The company already offers hosted cloud offerings for software applications such as LotusLive, Computing on Demand, and Information Protection, and other applications for helping customers build cloud infrastructures, Jones said.

It is already helping educate solution providers on how to get started in cloud computing, and the company plans to offer some of the first cloud computing certification programs by mid-2010, he said.

IBM is also adding incentives to its software channel programs, increasing the amount of financing available to customers through partners, and helping partners implement new service models, Jones said.

Gordon Martin, president of Peak UpTime, a Tulsa, Okla.-based solution provider which does not work with IBM, said Jones was right in getting solution providers to focus more on the software side of the business. That's especially true in some markets, such as the energy sector, where companies rely heavily on older legacy systems.

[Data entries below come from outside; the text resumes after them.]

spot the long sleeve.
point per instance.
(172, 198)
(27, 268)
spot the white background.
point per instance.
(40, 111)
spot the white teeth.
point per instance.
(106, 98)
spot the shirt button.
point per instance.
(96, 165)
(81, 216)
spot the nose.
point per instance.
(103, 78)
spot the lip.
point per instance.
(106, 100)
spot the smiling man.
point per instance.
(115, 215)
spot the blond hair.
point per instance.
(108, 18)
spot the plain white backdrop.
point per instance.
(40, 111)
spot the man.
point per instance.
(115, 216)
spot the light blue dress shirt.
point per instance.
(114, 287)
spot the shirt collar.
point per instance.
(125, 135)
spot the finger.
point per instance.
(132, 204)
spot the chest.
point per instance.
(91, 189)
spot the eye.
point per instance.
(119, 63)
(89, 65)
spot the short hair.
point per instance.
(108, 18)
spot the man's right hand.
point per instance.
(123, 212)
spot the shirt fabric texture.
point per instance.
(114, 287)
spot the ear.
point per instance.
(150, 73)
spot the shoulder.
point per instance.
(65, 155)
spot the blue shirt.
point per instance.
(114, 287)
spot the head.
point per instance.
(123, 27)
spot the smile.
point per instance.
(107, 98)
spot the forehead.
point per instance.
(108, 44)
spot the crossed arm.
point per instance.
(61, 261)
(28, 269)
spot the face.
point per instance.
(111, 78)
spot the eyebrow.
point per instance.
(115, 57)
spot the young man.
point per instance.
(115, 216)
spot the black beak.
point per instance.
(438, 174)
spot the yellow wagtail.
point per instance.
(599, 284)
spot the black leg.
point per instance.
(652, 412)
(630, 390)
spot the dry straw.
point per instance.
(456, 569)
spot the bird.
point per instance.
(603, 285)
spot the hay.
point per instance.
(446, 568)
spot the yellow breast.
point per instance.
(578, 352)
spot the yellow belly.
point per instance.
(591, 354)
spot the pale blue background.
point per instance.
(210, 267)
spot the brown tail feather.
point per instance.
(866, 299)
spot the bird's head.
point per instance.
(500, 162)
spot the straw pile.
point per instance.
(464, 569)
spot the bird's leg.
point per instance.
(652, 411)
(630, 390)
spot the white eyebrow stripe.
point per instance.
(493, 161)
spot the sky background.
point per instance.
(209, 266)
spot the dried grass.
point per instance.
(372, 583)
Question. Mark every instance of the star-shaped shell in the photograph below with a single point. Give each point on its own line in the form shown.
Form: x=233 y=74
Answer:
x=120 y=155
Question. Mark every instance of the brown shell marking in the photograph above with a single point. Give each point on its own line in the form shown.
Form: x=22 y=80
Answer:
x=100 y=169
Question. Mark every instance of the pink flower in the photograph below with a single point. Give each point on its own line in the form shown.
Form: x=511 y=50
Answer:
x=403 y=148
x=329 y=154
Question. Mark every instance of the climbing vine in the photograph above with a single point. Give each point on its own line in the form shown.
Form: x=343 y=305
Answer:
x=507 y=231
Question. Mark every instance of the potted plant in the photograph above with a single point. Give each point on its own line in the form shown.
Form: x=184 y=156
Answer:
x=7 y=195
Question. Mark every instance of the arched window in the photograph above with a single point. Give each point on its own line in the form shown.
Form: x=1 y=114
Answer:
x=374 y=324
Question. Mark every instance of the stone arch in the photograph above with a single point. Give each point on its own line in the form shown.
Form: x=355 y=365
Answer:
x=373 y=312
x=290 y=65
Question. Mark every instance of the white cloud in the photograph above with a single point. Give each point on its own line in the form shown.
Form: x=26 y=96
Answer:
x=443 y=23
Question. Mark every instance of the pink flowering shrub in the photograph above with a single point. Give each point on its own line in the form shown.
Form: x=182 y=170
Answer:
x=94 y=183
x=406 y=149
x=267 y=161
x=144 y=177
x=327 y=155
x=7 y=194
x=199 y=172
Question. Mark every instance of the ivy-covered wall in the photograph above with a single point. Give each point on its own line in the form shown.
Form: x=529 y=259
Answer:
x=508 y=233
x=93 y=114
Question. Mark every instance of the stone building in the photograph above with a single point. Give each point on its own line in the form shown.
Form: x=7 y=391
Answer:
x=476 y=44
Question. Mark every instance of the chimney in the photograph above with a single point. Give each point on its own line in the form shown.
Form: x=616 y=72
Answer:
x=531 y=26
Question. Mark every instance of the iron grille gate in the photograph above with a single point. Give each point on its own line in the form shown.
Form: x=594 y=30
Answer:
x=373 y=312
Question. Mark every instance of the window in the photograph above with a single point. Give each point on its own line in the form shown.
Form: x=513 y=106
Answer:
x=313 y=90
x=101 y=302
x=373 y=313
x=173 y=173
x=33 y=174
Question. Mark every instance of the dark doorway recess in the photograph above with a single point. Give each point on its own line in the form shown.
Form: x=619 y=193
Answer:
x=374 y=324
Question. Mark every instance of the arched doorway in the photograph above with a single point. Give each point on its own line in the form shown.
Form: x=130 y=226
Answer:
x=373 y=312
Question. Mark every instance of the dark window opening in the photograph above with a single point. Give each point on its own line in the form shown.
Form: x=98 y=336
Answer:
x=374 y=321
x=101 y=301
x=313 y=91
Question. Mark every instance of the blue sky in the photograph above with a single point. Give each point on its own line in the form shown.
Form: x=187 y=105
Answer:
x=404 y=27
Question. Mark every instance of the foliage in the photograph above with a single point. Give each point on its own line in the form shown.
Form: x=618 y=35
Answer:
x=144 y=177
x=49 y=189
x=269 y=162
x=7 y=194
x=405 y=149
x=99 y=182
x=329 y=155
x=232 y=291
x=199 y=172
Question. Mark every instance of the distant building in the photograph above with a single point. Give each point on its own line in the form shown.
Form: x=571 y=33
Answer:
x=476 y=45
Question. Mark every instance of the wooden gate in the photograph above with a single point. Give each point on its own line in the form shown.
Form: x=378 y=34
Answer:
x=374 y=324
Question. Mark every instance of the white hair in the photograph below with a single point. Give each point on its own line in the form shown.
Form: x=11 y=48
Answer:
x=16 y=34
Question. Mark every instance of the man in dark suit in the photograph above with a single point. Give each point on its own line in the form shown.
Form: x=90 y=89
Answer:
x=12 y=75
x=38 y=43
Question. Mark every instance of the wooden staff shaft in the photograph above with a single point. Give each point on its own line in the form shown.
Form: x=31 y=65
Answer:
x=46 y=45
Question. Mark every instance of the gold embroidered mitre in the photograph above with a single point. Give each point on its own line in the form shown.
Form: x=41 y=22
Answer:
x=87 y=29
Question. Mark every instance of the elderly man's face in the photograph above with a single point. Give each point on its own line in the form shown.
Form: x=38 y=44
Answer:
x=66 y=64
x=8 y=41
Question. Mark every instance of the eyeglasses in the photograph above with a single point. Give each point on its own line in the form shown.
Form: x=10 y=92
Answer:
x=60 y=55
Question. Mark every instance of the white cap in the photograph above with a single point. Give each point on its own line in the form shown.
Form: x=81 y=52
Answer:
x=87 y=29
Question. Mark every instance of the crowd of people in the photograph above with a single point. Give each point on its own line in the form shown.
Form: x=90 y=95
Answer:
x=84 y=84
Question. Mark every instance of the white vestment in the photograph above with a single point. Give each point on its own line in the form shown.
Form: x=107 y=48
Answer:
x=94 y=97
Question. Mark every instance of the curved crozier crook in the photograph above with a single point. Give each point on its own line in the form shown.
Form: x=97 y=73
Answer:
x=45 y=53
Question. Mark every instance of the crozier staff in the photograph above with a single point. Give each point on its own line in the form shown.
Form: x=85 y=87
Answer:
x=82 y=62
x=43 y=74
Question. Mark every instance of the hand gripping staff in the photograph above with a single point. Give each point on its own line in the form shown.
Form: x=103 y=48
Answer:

While it is sometimes difficult to work in IBM environments from a software perspective because so many of the vendors' customers run on mainframes or AS/400 systems, Martin said he is intrigued by IBM's recent changes in channel strategy, including its decision to let its mid-market customers be handled exclusively by partners.

"Their messaging has been pretty consistent: They enable the channel to go out and compete," Martin said. "I absolutely want to talk to IBM about this."